Women’s activism within the various tribal groups that make up Nigeria goes back centuries and many groups have legends of heroic female leaders like Amina of Zaria, Moremi of lfe, Emotan of Benin and Omu Okwel of Ossomari. Nana Asma’u of the Sokoto Caliphate (1793–1864) is a model for some African feminists to date.
The Nigerian women’s movement goes back to the 1928 Women’s War in south east Nigeria and work and activism of Funmilayo Kuti, Margaret Ekpo, Oyinkansola Abayomi, Janet Mokelu, and Gambo Sawaba throughout the 1940s, 50s and 60s. The National Council of Women’s Societies NCWS founded in 1958 to act as an umbrella organisation for a growing number of women’s led initiatives in Nigeria. The 1995 Beijing Conference spurred even more organisations empowering women and protecting their rights.
Feminism as an organised political platform for the emancipation of Nigeria women emerged in 1982 after the first Women in Nigeria Conference in Ahmadu Bello University in Zaria. Women In Nigeria WIN was established in 1983 as one of its outcomes. WIN was decidedly socialist and theoretical in sharp contrast to the populist state funded Better Life for Rural Women BLP set up by Maryam Babangida in 1986.
WIN criticised BLP for being elitist and not representative or helpful to rural women. Nevertheless, BLP put women’s issues in the spotlight at all levels of the national discourse and had more popular grassroots support than WIN. Bene Madunagu, makes a similar distinction between the Nigerian women’s movement and Nigerian feminism here.
Since the emergence of WIN, Nigerian feminism and the Nigerian women’s movement have continued to develop side by side, frequently over lapping and working together to achieve legislative, political and policy objectives but never merging. The Nigerian Feminist Forum was created in 2006 and unequivocally supports LGBTQ rights and women’s right to abortion.

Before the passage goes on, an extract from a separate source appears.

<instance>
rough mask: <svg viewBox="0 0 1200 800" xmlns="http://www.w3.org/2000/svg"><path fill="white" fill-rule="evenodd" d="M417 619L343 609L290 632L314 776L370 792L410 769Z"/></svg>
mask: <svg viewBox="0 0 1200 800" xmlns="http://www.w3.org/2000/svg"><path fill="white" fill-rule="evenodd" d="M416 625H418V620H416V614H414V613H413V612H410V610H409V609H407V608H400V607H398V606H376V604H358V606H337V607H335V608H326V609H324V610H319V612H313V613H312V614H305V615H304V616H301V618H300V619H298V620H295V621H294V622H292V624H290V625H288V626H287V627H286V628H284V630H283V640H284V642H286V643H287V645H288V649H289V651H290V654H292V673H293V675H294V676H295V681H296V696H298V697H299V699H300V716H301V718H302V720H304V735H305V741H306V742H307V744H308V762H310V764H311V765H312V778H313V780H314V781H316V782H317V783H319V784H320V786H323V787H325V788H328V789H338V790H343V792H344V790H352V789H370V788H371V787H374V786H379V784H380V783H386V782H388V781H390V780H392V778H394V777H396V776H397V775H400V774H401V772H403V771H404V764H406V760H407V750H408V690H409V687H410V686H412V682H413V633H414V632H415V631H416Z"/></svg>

The Nigerian women’s movement includes gender and women’s rights activists, religious, political, professional and cultural women’s groups that provide protection, services and support to women and girls (as well as a good dose of indoctrination), women focused and women led NGOs and CBOs. More on Nigerian women’s modern political activism here.
Fumni Kuti and Margeret Ekpo worked closely with market women. Madam Alimotu Pelewura was powerful enough to resist the colonial government in the 1940s. Today, the powerful market women’s associations found in southern Nigeria are mostly absent from the Nigerian women’s movement. During the 1984 WIN conference in Ibadan they disagreed with the more radical organisers over polygamy, a patriarchal practice they insisted empowered them as traders and entrepreneurs.
The most powerful market women associations in Nigeria have been assimilated by the male dominated patriarchal political structure.